Efficacy in Global sanctions
The broad economic and financial restrictions that have been imposed on countries like Cuba, Iran, North Korea, and Venezuela limit their ability to raise revenue, trade internationally, and access foreign markets. This, in turn, affects citizens’ economic wellbeing and reduces the government’s capacity to spend on social programs.
But sanctions are also difficult to design and implement. Their effects can be hard to gauge, since they are often imposed without any formal demand and do not necessarily always have the desired impact (for example, the CoCom embargo against the Soviet Union was successful in limiting technology exports but did not contribute to regime change). In addition, some of the more narrowly focused sanctions that have been imposed over the past decades may be easier to judge, such as those targeting terrorism or proliferation, whose objectives were mostly realized.
Finally, domestic groups with vested interests in maintaining sanctions can develop and make it difficult for sanctioning governments to relax them once goals are achieved or objectives change.
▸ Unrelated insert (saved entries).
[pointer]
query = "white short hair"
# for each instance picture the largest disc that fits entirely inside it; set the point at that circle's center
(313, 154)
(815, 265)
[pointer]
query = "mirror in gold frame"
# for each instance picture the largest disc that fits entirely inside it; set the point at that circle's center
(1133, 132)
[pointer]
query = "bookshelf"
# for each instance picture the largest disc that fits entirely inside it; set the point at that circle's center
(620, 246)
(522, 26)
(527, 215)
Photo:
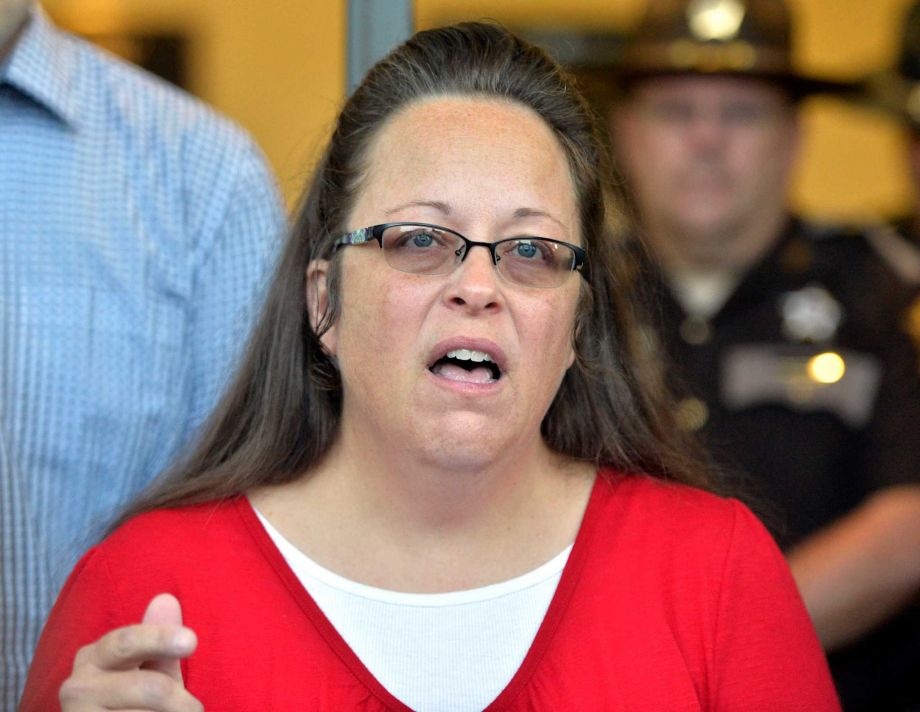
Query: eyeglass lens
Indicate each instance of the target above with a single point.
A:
(529, 261)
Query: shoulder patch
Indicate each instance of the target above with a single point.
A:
(899, 254)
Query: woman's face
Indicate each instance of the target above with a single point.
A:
(489, 170)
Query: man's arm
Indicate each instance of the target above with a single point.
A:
(864, 568)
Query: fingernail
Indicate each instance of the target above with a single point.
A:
(184, 640)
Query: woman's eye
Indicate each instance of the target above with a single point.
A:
(422, 239)
(527, 250)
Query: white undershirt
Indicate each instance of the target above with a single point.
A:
(449, 652)
(702, 294)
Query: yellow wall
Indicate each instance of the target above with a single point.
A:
(277, 67)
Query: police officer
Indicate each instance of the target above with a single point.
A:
(790, 340)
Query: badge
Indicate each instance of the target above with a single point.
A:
(810, 314)
(715, 19)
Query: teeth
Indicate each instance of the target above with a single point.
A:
(469, 355)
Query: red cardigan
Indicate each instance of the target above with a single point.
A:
(672, 599)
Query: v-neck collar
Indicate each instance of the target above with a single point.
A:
(568, 582)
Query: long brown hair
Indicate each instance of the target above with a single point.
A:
(281, 413)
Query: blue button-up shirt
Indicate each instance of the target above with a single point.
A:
(136, 228)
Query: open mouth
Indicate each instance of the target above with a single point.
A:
(467, 366)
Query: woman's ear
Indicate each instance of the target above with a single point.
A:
(318, 301)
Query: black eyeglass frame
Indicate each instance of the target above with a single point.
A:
(375, 232)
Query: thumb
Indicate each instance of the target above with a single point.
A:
(164, 610)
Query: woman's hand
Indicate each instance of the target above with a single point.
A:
(135, 667)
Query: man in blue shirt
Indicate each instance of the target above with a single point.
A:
(137, 228)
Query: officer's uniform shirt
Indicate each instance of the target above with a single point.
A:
(807, 379)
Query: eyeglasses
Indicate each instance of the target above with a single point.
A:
(731, 115)
(420, 248)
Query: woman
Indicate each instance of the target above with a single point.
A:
(423, 489)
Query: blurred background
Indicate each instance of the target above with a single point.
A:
(278, 68)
Sugar manufacturers in the United States, for instance, developed an interest in keeping the Cuban embargo intact in order to bolster their market share against more efficient Cuban sugar producers.
For these reasons, assessments of the effectiveness of sanctions require a comprehensive dynamic view of the situation, which is difficult to obtain from existing datasets. The GSDB provides this, by allowing researchers to analyze the nature of the sanctions objectives and how these have changed over time.